第十六話 精肉店 三
目の前に巨大な猪がいる状態で、まずは手を組み祈りを捧げる。
「クレアーテ様の恵みに感謝して」
命を頂くのだ。
その命と共にそれを創った創造神クレアーテ様に祈り、早速解体用のナイフを手に取る。
「じゃぁ僕は見てるね」
「ああ。では始めに……骨を」
そう言いつつ自分の手を傷つけないように皮膚を切り裂き骨を抜く。
「次に、内臓をとって……」
と、独り言ちながら慎重に内臓を抜き出した。
これまでの内容を見ているかケイロンの方を見ると、少し顔を青くしている。
「大丈夫か? 」
「う、うん。
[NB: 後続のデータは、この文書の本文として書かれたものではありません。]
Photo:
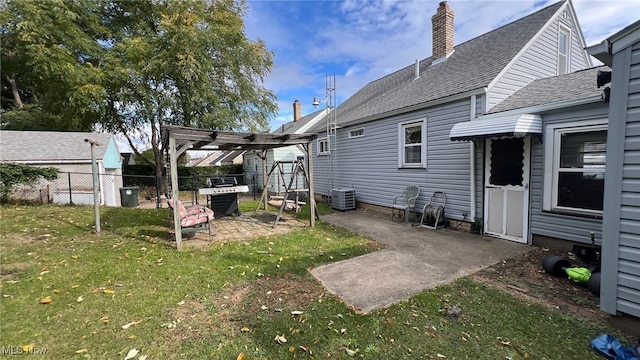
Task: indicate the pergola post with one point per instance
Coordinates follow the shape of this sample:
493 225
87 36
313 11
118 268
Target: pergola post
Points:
265 181
175 192
312 196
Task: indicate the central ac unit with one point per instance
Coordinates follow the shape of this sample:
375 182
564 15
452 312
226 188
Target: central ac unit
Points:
343 199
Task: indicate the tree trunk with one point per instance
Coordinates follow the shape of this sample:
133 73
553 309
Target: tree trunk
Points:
16 94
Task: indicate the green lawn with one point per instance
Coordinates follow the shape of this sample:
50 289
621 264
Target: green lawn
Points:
127 289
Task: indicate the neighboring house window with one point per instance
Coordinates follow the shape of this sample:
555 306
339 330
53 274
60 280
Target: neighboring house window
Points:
575 158
356 133
412 144
323 146
564 44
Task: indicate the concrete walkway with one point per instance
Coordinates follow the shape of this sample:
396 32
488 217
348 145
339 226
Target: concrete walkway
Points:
417 259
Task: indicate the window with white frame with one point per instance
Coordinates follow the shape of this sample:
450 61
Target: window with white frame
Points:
356 133
323 146
412 144
564 46
575 164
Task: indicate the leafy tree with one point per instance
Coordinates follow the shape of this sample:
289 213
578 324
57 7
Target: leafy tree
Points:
12 174
132 67
48 74
183 63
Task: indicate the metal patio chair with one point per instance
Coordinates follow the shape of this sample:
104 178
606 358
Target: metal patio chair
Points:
406 202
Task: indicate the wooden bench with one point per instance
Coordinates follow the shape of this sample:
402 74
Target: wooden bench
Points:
193 218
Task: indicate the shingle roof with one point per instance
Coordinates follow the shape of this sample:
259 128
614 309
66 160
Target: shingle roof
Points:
292 127
50 146
473 65
577 85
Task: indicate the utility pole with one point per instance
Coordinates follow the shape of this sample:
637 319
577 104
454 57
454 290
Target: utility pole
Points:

大丈夫」
ん~。
難しそうなら全部やるんだが……。
もしこの依頼がダメならば違う依頼で活躍してもらえばいいと思う。
一先ず本人が大丈夫と言っているから様子を見よう。
若干青い顔のケイロンから猪に目を戻す。
取り出した骨や内臓はそれぞれ用意されていた大きな入れ物に入れ、次の作業を行う。
内臓を取り出したら、腸抜きを。
最後に皮と肉の間に刃を入れ、脂の乗った肉と皮に別け出来上がり。
「よし、できた」
出来上がりを見て満足する。
振り返るとそこには青い顔をしながらもこっちを熱心に見るケイロンがいた。
……これは、討伐依頼の解体は俺の仕事かな。
「あ~ケイロン、これでできたわけだが」
「う、うん。すごい、ね」
「あぁ、ありがと。で、これで大丈夫か確認したいから呼んできてもらっても大丈夫か? 」
「うん、行ってくるよ!」
そう言い解体所から早足で出ていった。
かなり肉が取れたな。
そう言い一定の大きさに切られた猪の肉を見る。
店に置いてあった包みを参考にして分けたが……これでよかったのか?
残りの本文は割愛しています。